Der Schatz in der Antarktis – Forscher sind auf der Suche nach Leben im ewigen Eis
Die Antarktis beherbergt einen einzigartigen Schatz, der das Interesse der Wissenschaft geweckt hat. Tief verborgen unter einer drei Kilometer dicken Eisschicht befindet sich ein Kosmos im ewigen Dunkel. Die dort befindlichen Seen und Gebirge liegen seit mehreren Millionen Jahren in tiefer Dunkelheit und haben das ein oder andere Geheimnis parat.
Über 380 Süßwasserseen wurden bisher entdeckt, die zum Teil 4.000 Meter unter der Eisdecke liegen, und einige von ihnen haben riesengroße Ausmaße. Nun haben sich amerikanische, britische und russische Wissenschaftler zum Eiswettbohren aufgemacht, um die Geheimnisse drei dieser Seen zu entschlüsseln.
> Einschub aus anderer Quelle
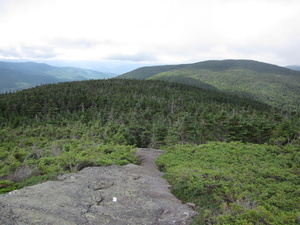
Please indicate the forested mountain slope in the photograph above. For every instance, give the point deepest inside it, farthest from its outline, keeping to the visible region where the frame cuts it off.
(274, 85)
(58, 128)
(17, 76)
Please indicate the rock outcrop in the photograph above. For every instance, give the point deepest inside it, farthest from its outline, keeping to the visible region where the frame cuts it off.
(131, 194)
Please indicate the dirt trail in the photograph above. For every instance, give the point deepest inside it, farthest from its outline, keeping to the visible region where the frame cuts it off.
(115, 195)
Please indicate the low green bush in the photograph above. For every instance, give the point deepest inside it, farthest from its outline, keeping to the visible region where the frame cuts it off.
(236, 183)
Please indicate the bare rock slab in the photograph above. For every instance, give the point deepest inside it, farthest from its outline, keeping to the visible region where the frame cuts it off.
(113, 195)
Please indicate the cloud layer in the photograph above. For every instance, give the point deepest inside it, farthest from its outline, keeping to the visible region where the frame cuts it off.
(169, 31)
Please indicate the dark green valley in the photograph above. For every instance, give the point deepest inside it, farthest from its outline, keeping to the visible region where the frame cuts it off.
(231, 131)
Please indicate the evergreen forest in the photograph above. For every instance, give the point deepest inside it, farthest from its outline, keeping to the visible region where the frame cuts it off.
(235, 157)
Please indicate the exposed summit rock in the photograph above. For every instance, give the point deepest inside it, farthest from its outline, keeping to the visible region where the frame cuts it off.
(113, 195)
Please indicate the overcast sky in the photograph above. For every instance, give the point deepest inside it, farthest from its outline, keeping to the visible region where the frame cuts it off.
(151, 31)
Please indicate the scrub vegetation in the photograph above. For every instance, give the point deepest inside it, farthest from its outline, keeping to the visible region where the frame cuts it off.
(236, 158)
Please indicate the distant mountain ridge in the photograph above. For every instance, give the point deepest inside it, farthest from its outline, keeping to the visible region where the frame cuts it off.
(293, 67)
(21, 75)
(277, 86)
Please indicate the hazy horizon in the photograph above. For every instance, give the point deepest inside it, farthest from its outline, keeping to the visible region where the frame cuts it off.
(150, 32)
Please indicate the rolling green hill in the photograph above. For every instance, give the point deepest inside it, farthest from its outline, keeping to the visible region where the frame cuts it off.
(18, 76)
(270, 84)
(237, 159)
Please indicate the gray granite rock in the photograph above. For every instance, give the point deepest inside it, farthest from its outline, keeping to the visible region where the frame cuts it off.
(131, 194)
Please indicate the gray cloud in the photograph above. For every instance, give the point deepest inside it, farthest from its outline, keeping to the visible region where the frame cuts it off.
(77, 43)
(28, 51)
(139, 57)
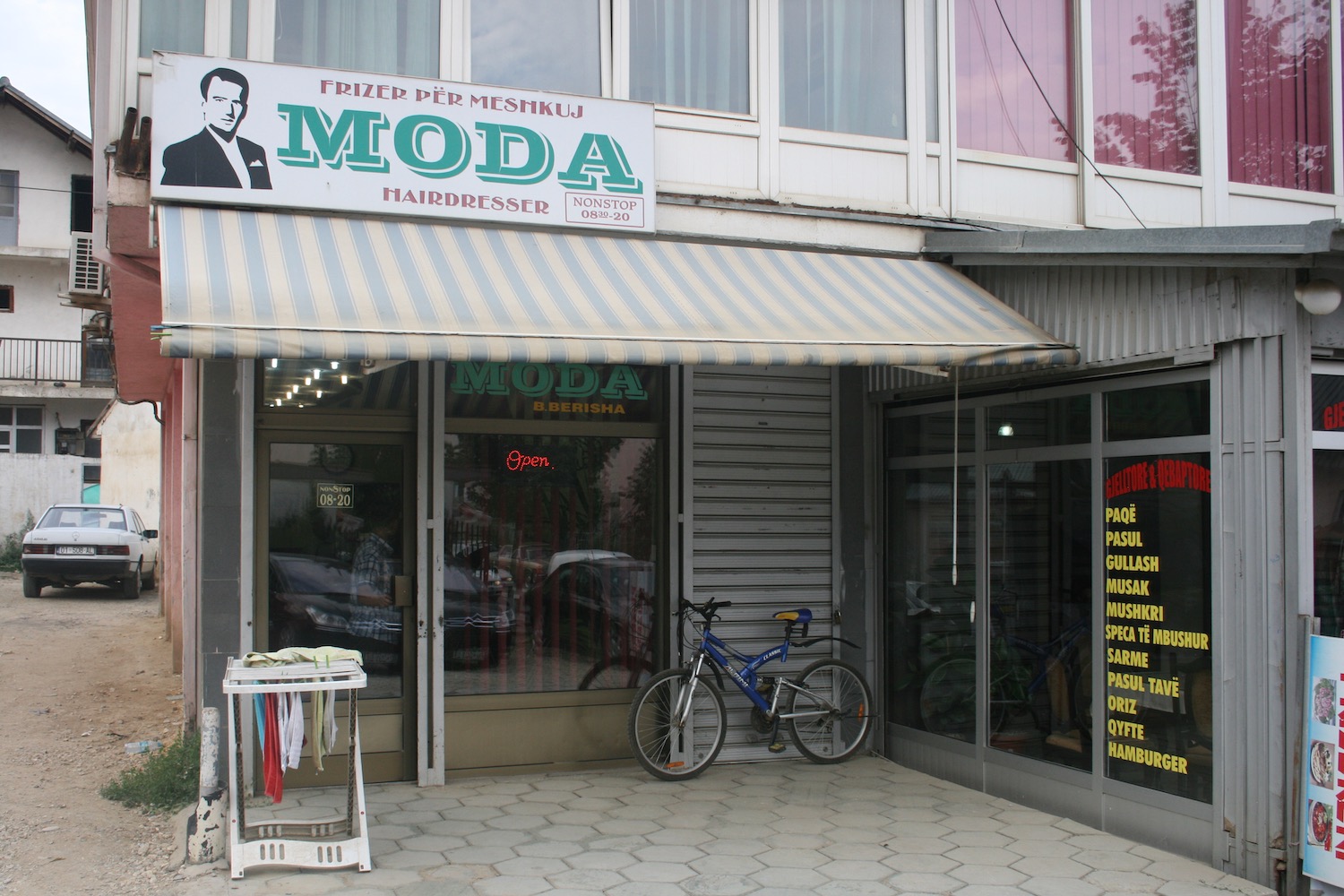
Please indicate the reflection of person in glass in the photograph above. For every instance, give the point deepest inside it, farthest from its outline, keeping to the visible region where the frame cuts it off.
(218, 156)
(374, 567)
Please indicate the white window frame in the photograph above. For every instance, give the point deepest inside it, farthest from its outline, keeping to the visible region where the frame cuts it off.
(13, 427)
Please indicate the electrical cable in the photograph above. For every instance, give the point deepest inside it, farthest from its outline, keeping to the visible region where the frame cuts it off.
(1061, 121)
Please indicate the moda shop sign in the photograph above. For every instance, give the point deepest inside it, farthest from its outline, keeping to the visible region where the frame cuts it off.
(250, 134)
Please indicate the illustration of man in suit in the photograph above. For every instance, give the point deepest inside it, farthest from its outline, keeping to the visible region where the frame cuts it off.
(218, 156)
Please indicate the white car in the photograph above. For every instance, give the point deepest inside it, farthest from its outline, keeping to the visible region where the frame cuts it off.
(77, 543)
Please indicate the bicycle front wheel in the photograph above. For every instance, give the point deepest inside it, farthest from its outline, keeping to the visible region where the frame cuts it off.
(676, 724)
(838, 711)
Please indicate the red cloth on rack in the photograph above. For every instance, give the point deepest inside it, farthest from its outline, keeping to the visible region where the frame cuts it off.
(271, 771)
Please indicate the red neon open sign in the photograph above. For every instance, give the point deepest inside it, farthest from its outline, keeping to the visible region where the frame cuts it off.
(515, 461)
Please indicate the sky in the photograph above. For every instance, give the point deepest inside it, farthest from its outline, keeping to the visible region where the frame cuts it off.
(42, 53)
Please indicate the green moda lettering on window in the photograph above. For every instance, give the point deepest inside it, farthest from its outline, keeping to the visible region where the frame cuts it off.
(351, 142)
(535, 381)
(409, 140)
(513, 155)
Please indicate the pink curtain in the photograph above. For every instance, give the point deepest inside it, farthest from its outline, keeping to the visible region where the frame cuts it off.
(999, 107)
(1144, 85)
(1279, 93)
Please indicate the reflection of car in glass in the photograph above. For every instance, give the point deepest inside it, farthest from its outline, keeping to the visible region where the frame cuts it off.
(480, 563)
(312, 606)
(75, 543)
(573, 555)
(524, 562)
(478, 621)
(599, 606)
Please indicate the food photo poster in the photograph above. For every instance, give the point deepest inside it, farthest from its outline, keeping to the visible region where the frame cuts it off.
(1322, 842)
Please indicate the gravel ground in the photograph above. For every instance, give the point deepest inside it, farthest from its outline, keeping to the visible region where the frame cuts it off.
(82, 672)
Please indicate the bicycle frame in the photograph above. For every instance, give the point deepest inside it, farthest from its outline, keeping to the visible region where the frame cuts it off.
(1050, 654)
(746, 676)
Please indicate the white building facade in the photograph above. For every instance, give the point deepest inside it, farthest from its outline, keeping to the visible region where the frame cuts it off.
(53, 382)
(1002, 335)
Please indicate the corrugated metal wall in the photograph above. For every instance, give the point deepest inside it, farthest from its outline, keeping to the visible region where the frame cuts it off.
(1126, 317)
(760, 512)
(1123, 314)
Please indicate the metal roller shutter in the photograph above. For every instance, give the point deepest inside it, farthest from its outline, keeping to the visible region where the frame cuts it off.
(760, 514)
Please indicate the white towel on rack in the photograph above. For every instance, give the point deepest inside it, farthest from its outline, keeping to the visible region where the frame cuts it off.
(290, 728)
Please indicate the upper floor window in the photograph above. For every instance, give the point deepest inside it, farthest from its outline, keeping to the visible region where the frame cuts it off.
(1145, 88)
(1004, 50)
(1279, 93)
(543, 45)
(21, 430)
(8, 209)
(392, 37)
(172, 26)
(690, 53)
(843, 66)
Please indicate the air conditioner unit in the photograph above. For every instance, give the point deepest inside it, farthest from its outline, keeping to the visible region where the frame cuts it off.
(86, 273)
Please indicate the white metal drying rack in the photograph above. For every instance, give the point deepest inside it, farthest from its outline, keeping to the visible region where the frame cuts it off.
(298, 842)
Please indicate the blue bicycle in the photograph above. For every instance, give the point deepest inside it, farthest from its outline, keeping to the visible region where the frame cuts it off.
(677, 720)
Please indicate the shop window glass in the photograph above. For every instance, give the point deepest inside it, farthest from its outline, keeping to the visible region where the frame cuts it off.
(843, 66)
(1327, 403)
(336, 544)
(543, 45)
(1159, 622)
(559, 392)
(932, 435)
(1145, 86)
(550, 562)
(1039, 699)
(172, 26)
(1158, 411)
(1328, 540)
(394, 37)
(690, 53)
(1279, 93)
(1062, 421)
(930, 625)
(336, 386)
(999, 105)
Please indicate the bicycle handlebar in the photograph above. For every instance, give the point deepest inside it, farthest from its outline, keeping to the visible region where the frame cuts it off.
(709, 610)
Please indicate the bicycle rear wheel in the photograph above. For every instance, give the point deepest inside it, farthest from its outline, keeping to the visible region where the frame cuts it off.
(838, 692)
(669, 748)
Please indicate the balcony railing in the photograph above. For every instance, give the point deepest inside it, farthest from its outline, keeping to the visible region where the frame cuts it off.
(56, 360)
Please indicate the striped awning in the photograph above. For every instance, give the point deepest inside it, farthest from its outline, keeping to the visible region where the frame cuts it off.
(250, 284)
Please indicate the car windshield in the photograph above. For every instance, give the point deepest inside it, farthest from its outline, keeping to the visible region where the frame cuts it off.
(314, 575)
(83, 517)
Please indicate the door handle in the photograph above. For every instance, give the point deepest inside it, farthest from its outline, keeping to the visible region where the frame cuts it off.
(402, 591)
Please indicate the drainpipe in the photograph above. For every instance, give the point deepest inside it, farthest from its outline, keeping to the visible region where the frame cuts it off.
(206, 829)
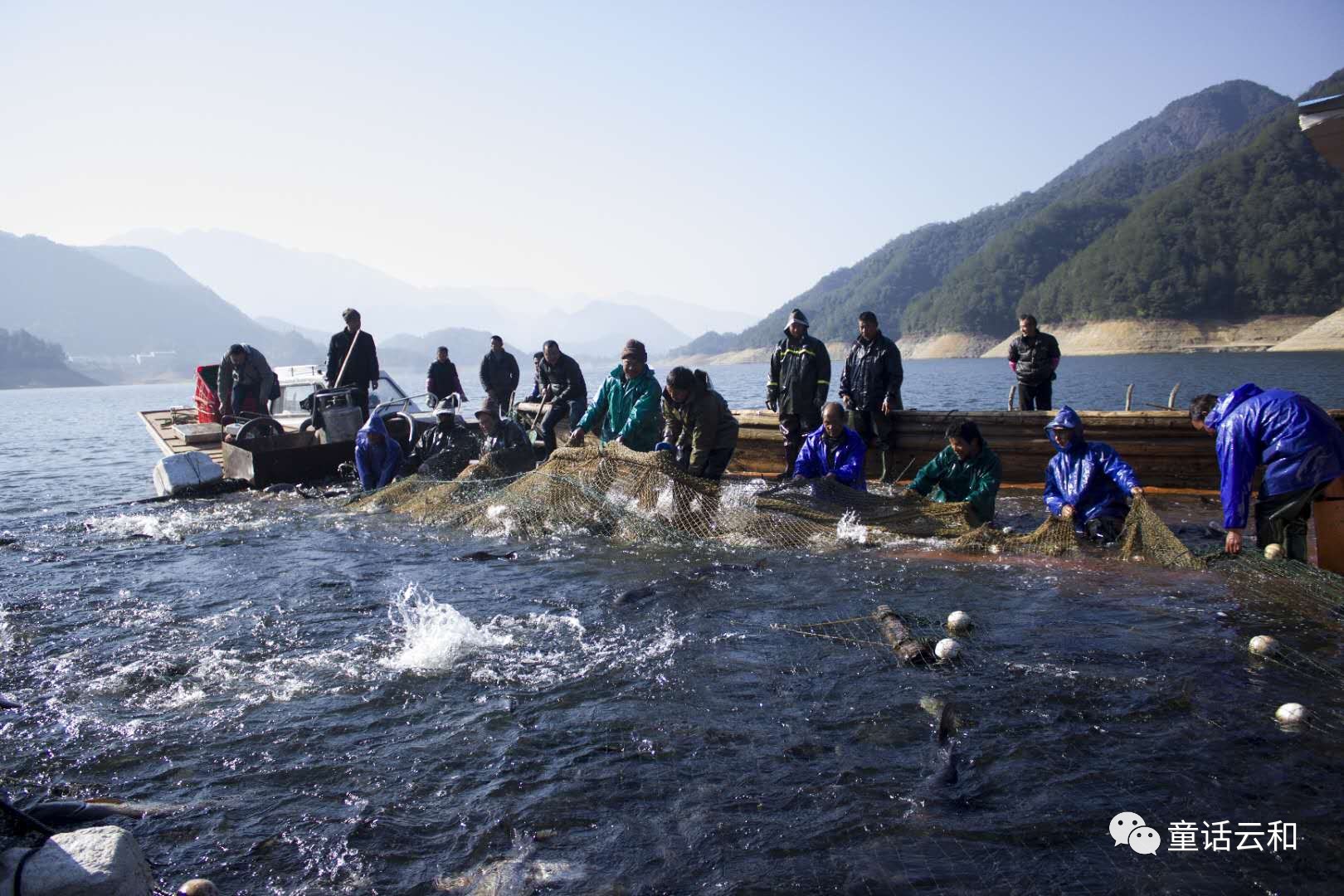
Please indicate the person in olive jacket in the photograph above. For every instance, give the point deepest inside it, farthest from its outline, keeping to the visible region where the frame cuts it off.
(965, 470)
(800, 379)
(869, 390)
(626, 407)
(698, 423)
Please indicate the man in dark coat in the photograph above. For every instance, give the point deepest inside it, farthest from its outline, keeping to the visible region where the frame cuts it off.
(441, 381)
(360, 371)
(499, 373)
(869, 388)
(1034, 358)
(444, 450)
(800, 377)
(562, 384)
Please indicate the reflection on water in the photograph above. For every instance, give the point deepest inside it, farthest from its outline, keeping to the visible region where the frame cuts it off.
(329, 704)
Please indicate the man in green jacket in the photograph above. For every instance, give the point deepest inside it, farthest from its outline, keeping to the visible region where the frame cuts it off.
(965, 470)
(626, 409)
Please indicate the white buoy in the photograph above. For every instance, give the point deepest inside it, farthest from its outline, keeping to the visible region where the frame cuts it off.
(1291, 713)
(947, 649)
(1264, 645)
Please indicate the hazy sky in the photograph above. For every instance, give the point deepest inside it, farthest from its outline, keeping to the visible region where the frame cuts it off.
(724, 153)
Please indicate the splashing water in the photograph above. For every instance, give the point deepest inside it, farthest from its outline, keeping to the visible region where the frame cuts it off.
(433, 635)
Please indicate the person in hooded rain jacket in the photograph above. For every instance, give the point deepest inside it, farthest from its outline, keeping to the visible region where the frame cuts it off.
(626, 407)
(800, 377)
(965, 470)
(1086, 481)
(699, 425)
(1298, 444)
(378, 455)
(832, 451)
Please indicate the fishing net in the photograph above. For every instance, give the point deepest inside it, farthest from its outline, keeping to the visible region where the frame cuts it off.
(622, 494)
(1144, 539)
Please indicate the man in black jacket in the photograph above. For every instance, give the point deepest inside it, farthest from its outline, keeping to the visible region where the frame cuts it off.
(499, 373)
(562, 384)
(441, 381)
(1034, 358)
(353, 349)
(869, 390)
(446, 450)
(800, 377)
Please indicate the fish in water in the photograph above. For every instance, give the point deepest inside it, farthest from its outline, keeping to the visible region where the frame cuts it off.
(945, 770)
(714, 568)
(513, 876)
(487, 555)
(77, 811)
(636, 594)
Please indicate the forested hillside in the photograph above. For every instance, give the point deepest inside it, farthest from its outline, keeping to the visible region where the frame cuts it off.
(1110, 236)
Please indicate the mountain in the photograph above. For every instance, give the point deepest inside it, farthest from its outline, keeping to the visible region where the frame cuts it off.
(266, 280)
(969, 275)
(30, 362)
(128, 310)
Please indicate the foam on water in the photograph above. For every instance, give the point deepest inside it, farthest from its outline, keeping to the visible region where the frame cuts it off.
(431, 635)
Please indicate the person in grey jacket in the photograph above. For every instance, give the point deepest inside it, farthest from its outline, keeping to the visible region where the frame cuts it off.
(245, 381)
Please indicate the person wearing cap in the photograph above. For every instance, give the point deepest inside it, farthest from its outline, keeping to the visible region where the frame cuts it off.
(503, 441)
(499, 373)
(441, 381)
(537, 377)
(626, 407)
(449, 445)
(1088, 481)
(1303, 451)
(834, 451)
(698, 425)
(353, 359)
(869, 390)
(563, 387)
(378, 455)
(800, 377)
(246, 381)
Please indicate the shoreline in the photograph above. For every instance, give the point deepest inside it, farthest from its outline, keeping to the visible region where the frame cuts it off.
(1268, 334)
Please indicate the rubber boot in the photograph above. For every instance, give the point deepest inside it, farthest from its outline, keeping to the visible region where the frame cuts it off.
(889, 466)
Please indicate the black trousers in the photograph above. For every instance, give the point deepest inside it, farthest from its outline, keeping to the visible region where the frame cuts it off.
(1281, 519)
(1034, 397)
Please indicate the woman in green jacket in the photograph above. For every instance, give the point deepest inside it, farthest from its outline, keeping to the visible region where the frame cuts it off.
(626, 409)
(965, 470)
(698, 425)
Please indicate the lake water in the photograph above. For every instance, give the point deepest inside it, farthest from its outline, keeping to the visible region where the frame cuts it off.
(329, 704)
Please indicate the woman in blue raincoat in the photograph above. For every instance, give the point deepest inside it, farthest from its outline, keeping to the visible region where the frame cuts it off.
(1086, 481)
(1298, 444)
(377, 455)
(832, 451)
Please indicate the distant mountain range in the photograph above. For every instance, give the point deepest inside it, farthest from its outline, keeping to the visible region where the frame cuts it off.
(1214, 208)
(309, 289)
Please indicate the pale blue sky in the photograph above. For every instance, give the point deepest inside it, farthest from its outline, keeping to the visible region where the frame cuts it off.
(721, 153)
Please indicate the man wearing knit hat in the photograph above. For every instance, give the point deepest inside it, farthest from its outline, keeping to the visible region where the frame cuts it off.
(628, 407)
(800, 377)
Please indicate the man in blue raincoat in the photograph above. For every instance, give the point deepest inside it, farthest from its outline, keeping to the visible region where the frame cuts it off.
(377, 455)
(1298, 444)
(834, 451)
(1086, 481)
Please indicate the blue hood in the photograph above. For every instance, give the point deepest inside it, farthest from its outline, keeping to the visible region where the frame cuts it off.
(1068, 419)
(1230, 403)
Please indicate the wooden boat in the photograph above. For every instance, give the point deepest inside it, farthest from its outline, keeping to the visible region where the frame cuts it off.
(1161, 446)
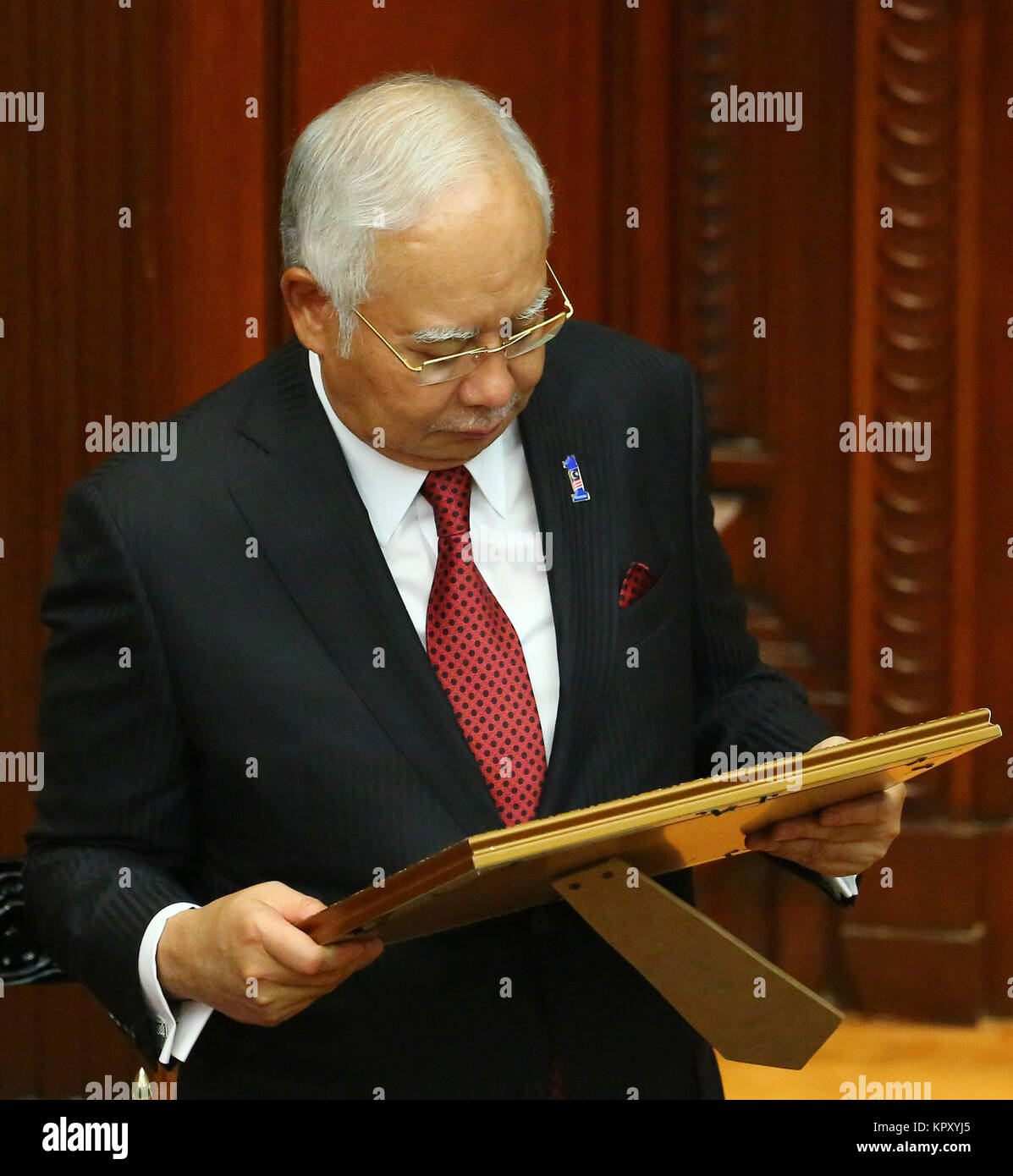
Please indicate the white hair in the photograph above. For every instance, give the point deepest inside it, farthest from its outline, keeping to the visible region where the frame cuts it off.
(377, 160)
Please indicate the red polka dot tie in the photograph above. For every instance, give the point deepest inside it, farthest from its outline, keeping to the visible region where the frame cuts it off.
(478, 657)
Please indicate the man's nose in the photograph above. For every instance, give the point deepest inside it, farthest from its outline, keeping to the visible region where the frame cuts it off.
(490, 385)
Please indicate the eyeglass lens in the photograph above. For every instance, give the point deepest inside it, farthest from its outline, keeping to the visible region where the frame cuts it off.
(454, 367)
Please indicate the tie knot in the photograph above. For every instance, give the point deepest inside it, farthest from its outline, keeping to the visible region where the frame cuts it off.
(449, 492)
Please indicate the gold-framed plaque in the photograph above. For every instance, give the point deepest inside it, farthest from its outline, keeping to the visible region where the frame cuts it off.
(511, 869)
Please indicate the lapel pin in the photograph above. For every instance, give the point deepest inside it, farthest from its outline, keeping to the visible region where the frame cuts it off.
(575, 481)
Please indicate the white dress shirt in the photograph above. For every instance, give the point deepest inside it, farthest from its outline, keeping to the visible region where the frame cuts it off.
(503, 510)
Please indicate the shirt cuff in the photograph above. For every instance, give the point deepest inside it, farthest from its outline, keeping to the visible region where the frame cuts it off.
(846, 886)
(179, 1035)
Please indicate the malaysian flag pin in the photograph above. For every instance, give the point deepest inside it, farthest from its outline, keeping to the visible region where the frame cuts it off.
(575, 480)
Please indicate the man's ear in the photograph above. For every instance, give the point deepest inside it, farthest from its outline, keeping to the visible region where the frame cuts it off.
(313, 316)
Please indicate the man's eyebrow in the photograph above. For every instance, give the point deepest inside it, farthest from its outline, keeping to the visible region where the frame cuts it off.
(464, 334)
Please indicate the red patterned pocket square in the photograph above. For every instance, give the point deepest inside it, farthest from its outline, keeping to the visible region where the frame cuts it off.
(635, 584)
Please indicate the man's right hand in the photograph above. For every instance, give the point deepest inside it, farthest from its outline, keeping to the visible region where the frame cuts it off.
(245, 958)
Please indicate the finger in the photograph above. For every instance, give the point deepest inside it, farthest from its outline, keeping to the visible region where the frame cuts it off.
(811, 829)
(876, 810)
(297, 953)
(344, 959)
(851, 858)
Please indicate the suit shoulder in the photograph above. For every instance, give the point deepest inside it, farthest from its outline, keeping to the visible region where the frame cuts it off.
(597, 360)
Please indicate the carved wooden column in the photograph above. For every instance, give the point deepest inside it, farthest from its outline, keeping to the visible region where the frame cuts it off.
(918, 162)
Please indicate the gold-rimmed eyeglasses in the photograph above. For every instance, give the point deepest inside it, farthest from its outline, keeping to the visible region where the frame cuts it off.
(453, 367)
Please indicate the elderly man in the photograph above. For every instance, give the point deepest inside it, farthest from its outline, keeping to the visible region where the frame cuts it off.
(277, 674)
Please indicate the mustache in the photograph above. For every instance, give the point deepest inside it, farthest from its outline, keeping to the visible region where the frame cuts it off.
(480, 424)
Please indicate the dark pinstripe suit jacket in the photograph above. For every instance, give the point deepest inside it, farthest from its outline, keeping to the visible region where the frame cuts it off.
(272, 659)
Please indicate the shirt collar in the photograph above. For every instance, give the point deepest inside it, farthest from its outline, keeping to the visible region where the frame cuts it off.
(388, 487)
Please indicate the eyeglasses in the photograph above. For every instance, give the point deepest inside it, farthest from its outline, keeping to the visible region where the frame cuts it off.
(453, 367)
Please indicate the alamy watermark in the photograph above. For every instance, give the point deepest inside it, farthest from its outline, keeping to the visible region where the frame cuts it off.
(131, 437)
(787, 766)
(18, 106)
(23, 768)
(485, 546)
(887, 437)
(763, 106)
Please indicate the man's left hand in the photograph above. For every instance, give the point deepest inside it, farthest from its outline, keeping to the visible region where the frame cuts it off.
(841, 838)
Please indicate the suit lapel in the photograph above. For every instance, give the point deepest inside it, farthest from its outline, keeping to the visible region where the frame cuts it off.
(584, 596)
(314, 530)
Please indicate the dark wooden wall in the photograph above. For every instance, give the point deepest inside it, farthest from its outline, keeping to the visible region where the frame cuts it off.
(905, 107)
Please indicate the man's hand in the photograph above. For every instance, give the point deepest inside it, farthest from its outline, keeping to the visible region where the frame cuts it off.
(841, 838)
(244, 956)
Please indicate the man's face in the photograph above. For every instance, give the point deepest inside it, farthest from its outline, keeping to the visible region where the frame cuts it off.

Antarktis – Geheimnisse in eisigen Tiefen
Der Lake Wostock ist mit einer Fläche von über 15.500 Quadratkilometer etwa 30-mal größer als der Bodensee. Der Lake Ellsworth und der Lake Whillans sind mit einer Größe von 29 bzw. 59 Quadratkilometer ebenfalls sehr groß und lassen ihr Erkunden zu einem anspruchsvollen Projekt werden, bei dem ausgefeilte Technik zum Einsatz kommt.
Dünne Luft und Temperaturen unter minus 50 Grad Celsius machen die Antwort auf die Frage nach den entscheidenden Faktoren zur Veränderung des Weltklimas zu einem äußerst schwierigen Unterfangen. Die Forscher vermuten nämlich in den Tiefen der eisigen Gewässer die Antwort auf die Frage nach der Veränderung der klimatischen Verhältnisse in den vergangenen Jahrmillionen.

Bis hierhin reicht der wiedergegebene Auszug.